Dried legumes from supermarkets last a year or more when kept cool, dry, airtight, and dark. Many remain safe past their best-before date. Peeled varieties keep about six months; discard if dark mold spots appear.

Canned legumes lose some vitamins and phytochemicals from double heating, falling short of fresh or frozen options nutritionally. Yet canning excels in longevity: up to three to five years unrefrigerated. Post-opening, transfer to a lidded porcelain, glass, or plastic container in the fridge and use within one to two days.

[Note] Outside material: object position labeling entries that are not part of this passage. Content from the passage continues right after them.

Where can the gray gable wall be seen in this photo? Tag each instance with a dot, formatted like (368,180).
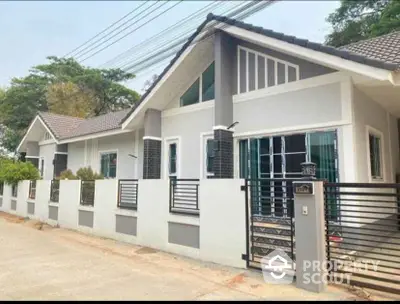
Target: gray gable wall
(307,69)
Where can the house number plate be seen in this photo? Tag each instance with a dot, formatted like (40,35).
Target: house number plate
(303,188)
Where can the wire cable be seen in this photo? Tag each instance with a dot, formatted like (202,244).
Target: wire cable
(160,51)
(131,32)
(98,43)
(103,31)
(153,39)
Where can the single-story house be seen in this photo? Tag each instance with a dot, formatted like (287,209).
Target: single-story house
(242,101)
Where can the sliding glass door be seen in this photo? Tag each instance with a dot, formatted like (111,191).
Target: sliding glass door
(266,160)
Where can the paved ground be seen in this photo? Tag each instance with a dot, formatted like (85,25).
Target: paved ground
(42,263)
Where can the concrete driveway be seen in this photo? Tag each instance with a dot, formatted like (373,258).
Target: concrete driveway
(39,262)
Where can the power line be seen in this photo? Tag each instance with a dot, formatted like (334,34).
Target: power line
(134,30)
(153,38)
(178,39)
(242,15)
(98,43)
(110,26)
(162,49)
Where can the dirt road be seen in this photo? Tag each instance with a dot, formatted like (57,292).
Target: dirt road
(42,263)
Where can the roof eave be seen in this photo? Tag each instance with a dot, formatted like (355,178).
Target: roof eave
(41,120)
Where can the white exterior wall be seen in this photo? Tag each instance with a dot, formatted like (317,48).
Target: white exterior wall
(47,152)
(318,103)
(69,198)
(369,113)
(222,239)
(22,198)
(124,144)
(76,156)
(310,106)
(81,154)
(187,128)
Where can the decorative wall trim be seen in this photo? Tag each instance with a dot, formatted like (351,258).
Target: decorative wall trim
(291,87)
(301,128)
(188,109)
(310,55)
(152,138)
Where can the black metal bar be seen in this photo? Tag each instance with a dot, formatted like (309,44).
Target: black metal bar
(32,189)
(247,223)
(362,185)
(87,192)
(128,193)
(184,196)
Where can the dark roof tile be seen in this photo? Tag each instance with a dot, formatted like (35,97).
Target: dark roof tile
(362,52)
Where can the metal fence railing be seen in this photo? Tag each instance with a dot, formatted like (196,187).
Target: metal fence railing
(14,190)
(184,196)
(87,192)
(54,191)
(128,193)
(362,226)
(269,219)
(32,189)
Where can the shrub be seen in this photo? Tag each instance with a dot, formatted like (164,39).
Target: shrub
(88,174)
(67,174)
(12,172)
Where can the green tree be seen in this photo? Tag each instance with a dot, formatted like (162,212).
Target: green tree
(66,98)
(28,95)
(358,20)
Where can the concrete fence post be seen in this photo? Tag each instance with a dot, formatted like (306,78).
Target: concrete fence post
(310,240)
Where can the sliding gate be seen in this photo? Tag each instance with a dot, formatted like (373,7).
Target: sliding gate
(363,234)
(269,219)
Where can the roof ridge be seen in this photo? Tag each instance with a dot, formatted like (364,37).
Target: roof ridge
(62,115)
(369,39)
(305,43)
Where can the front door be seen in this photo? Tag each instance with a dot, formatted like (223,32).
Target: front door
(269,161)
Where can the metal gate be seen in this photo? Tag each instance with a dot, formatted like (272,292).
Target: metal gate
(363,236)
(269,219)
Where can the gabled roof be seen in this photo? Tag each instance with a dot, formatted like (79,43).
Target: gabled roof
(107,122)
(385,48)
(65,127)
(60,125)
(359,55)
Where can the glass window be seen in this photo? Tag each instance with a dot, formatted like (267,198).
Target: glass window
(108,164)
(210,156)
(192,95)
(208,81)
(375,156)
(172,159)
(243,158)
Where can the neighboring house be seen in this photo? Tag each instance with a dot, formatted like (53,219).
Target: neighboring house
(56,142)
(292,101)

Fresh seasonal legumes last one to two days in the fridge's vegetable drawer. For longer—add a few days—blanch them first.

Effortless Ways to Reuse Leftovers

Transform cooked legume remnants into new delights to fight waste.

Try lentil spread: For four servings, blend 100 grams cooked lentils with two tablespoons each oil and lemon juice, plus curry, turmeric, cumin, coriander, chili to taste. Season with salt.

Craft patties from 800 grams cooked legumes, mashed with chopped onion, garlic clove, two tablespoons tomato paste, one teaspoon mustard, herbs, oil, and a bit of flour. Shape into six patties and pan-fry.

Roast boiled, unpeeled chickpeas for 45 to 60 minutes as crunchy salad toppers or snacks—season as desired.